Le temps des chroniqueurs (1100-1600)

L'histoire ecclésiastique

L'histoire ecclésiastique reste un genre assez fécond durant les siècles du moyen-âge. Elle émane toujours des clercs qui produisent leurs œuvres en latin. Jean d'Ypres,mort en 1383 plus connu sous le nom d'Iperius donne une nouvelle version d'une Chronique de Saint-Bertin jusqu'en 1294.

On peut supposer que l'évêché de Thérouanne fit également l'objet d'une chronique que les historiens anciens ont connu sous le nom de Chronicon Morinense. Guillaume d'Andres rédige au XIIIe siècle une chronique de son abbaye, nourrie de ses chartes. L'abbaye de Clairmarais dispose aussi de sa chronique avant la fin du XIIIe siècle.

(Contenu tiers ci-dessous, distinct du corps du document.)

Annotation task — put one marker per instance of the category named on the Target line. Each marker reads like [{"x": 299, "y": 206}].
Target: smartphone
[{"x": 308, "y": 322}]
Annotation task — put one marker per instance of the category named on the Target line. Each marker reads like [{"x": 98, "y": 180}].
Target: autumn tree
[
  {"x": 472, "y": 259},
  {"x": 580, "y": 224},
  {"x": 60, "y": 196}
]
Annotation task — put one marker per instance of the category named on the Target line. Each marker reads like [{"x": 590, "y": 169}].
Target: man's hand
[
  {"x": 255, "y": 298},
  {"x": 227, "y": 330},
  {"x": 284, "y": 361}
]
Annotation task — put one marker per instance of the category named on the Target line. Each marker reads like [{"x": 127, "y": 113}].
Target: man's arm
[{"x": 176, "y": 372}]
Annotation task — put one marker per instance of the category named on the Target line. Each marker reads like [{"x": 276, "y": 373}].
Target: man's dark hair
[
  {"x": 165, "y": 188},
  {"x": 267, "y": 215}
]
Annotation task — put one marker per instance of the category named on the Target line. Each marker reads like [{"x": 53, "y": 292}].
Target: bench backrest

Des chroniques attachées aux grandes familles

C'est peut-être Lambert, curé d'Ardres (1160-1227), qui inaugure pour nos territoires ce nouveau genre dans une Historia comitum Ghisnensium, ou Chronique de Guînes et d'Ardres, dans laquelle il retrace l'histoire de ces deux familles seigneuriales. Citons aussi Baudouin d'Avesnes, dont la Chronique concerne plutôt le Hainaut, mais qui par la matière généalogique qu'il y développe, s'intéresse à quelques familles qui lui sont apparentées (les châtelains de Saint-Omer, les Créquy, etc..)

Les chroniqueurs

A partir du XIIIe siècle, les œuvres historiques sont écrites aussi dans la langue française. Dès le XIVe siècle, fleurissent quelques chroniques de Flandre et d'ailleurs, anonymes pour la plupart, mais dont certaines ont pu être l'oeuvre d'Artésiens ou de Boulonnais, puisque la matière locale est fortement présente dans leurs écrits. On notera, à titre d'exemple, la Chronique Artésienne, du début du XIVe siècle, une Chronique anonyme de Flandre, conservée à la Bibliothèque de Saint-Omer.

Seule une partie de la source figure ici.